His constant use of an illiterate creole convinced some people that he was a “regular” sort of guy, and others, who didn’t know him well, that he was a fool. He liked people thinking both of those things. Very few of his associates realized that he had graduated summa cum laude from Michigan Tech, an engineering school that is second only to Cal Tech and MIT. He never mentioned it. In fact, I’ve heard him denying that he’d even graduated from high school. The only reasons I knew about his education were because I’d seen his resume when I’d hired him, and because I went to the same school that he had. Oh, he’d been a senior when I was a freshman, and we’d never actually met during that year, but it was not easy to miss a man as big as Adam in a crowd.

Even then, I’d phoned our old school, not so much to verify his technical skills, but to see if he’d actually passed an English course. He had. Indeed, he’d minored in English Literature, and pulled straight A’s doing it.

But whether it was because of or in spite of his various peculiarities, when Adam designed a machine, the machine performed flawlessly. What’s more, it generally worked perfectly the first time it was turned on.

Therefore, if Adam wanted to talk with his feet on my desk, I was willing to listen with my feet on the rug.

“I take it that that’s not your resume,” I said, pointing to his pad of yellow notes.

“Nah, I do dose on one of da draftin plotters, on dat nice cotton bond what I had you pay for.”

“I wondered why you wanted that stuff.”

“Well, if you woudda axed me, I woudda told youse.”

“Maybe I just didn’t want to know. So what’s your idea?”

“So sales has screwed up again, and we’re looking at some serious layoffs.”

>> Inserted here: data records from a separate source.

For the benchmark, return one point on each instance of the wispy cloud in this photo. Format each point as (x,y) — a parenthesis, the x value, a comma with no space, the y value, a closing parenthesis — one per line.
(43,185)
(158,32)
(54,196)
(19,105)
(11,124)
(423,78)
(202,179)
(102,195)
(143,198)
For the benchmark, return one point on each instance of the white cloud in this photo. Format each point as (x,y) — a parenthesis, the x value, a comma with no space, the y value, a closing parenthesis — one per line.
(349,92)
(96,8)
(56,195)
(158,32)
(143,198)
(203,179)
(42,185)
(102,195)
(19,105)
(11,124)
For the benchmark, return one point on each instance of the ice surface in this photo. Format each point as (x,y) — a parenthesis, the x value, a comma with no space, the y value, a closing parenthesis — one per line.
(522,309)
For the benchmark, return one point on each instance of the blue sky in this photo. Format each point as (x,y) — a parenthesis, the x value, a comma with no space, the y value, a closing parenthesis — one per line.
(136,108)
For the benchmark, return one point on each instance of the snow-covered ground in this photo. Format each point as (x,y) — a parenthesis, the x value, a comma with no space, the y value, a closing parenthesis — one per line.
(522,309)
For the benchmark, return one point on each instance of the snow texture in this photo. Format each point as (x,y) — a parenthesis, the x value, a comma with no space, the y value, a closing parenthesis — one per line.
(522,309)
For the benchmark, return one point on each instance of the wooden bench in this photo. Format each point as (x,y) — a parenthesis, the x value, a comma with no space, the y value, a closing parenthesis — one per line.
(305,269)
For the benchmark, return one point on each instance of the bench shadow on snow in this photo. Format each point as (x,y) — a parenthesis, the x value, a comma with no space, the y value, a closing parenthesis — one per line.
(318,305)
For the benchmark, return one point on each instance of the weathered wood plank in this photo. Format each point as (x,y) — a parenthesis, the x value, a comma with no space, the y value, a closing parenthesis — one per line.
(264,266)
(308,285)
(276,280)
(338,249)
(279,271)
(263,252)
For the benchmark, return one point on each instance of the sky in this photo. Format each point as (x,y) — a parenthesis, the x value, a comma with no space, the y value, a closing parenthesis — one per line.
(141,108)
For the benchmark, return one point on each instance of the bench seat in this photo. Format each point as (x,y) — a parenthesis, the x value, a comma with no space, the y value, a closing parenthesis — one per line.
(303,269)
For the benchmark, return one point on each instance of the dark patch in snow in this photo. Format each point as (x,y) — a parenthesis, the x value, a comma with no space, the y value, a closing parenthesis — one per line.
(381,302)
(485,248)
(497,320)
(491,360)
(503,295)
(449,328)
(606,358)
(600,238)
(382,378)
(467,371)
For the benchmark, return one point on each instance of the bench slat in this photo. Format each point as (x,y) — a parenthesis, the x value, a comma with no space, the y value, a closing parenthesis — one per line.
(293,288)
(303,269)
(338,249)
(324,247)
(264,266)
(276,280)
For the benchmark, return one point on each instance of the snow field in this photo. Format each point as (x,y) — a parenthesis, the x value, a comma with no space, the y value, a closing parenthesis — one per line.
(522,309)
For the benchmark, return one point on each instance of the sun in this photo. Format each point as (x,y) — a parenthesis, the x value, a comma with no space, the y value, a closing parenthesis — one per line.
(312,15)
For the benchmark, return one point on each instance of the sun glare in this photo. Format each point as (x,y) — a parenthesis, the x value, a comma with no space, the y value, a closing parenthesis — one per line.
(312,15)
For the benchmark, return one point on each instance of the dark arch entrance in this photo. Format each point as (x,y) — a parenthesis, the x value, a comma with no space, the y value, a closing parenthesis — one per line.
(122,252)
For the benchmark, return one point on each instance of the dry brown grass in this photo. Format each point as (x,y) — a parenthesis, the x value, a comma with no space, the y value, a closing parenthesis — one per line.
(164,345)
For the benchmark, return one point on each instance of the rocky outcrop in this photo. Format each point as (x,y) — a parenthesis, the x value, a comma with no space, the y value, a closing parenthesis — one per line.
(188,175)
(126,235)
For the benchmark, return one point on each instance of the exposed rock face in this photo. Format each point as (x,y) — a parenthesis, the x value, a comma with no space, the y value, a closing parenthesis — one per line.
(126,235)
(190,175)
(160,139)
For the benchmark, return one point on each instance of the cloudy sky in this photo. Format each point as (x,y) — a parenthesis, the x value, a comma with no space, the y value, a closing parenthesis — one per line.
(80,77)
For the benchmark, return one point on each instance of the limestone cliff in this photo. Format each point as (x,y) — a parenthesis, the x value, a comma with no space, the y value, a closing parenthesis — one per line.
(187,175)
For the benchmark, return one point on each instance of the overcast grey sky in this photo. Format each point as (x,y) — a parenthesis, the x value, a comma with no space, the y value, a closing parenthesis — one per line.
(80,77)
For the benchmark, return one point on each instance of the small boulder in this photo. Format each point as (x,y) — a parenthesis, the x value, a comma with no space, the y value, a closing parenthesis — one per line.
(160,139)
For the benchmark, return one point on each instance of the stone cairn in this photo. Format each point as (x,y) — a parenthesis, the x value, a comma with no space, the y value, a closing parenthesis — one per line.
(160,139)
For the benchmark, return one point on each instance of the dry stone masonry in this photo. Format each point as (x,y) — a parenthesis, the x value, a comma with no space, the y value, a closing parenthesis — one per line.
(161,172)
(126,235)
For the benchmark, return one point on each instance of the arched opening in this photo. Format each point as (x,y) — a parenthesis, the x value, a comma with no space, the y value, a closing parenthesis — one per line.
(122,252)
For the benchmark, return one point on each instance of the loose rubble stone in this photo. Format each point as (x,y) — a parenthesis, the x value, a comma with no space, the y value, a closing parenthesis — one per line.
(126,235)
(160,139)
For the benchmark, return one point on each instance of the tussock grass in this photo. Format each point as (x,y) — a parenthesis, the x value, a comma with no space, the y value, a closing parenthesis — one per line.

From Adam, this was a remarkably tactful statement, seeing as how I did most of the actual sales work myself. Not out of choice, you understand, but because I have yet to find a sales engineer who was both good at his job and willing to work for somebody else once he’d learned the ropes. You have to be a good engineer to be able to talk to other engineers, and once you have the sales contacts besides, the temptation to “buy your own cannon,” and run a company the way one ought to be run is just too strong.

I’m very familiar with the process, since that’s how I got my company started twelve years ago, and that’s how I lost my first (and last) four sales engineers. And so although I suppose that it represents a monumental case of hypocrisy on my part, well, let’s just say that I’d gotten tired of training my own future competitors a long ways back.

“Look, I’ve gotten solid promises for two big lines in a couple of months. Most of the guys and girls have been working sixty, seventy hours a week for over a year now. By the time they come back from a long, deserved, company-paid vacation, there will be plenty of work for them to do,” I said.

“Nah, you know better den dat. Dees guys, dey been pulling down twice deir regular wages for so long dat dey tink forty hours’ pay is like bein’ on welfare. Dere’s udder outfits around wit plenty of work dat’ud snap up our best people in a hurry. But me, I figure dat if we could give dem sometin fun to do, we could keep our best ones, anyway. Say ten from engineering and maybe a dozen from da shop. Da other tirty-five, well, dey’re not so bad, but we could live without ’em, and anyway, dey’re the ones dat will still be dere without a job when we need ’em back again.”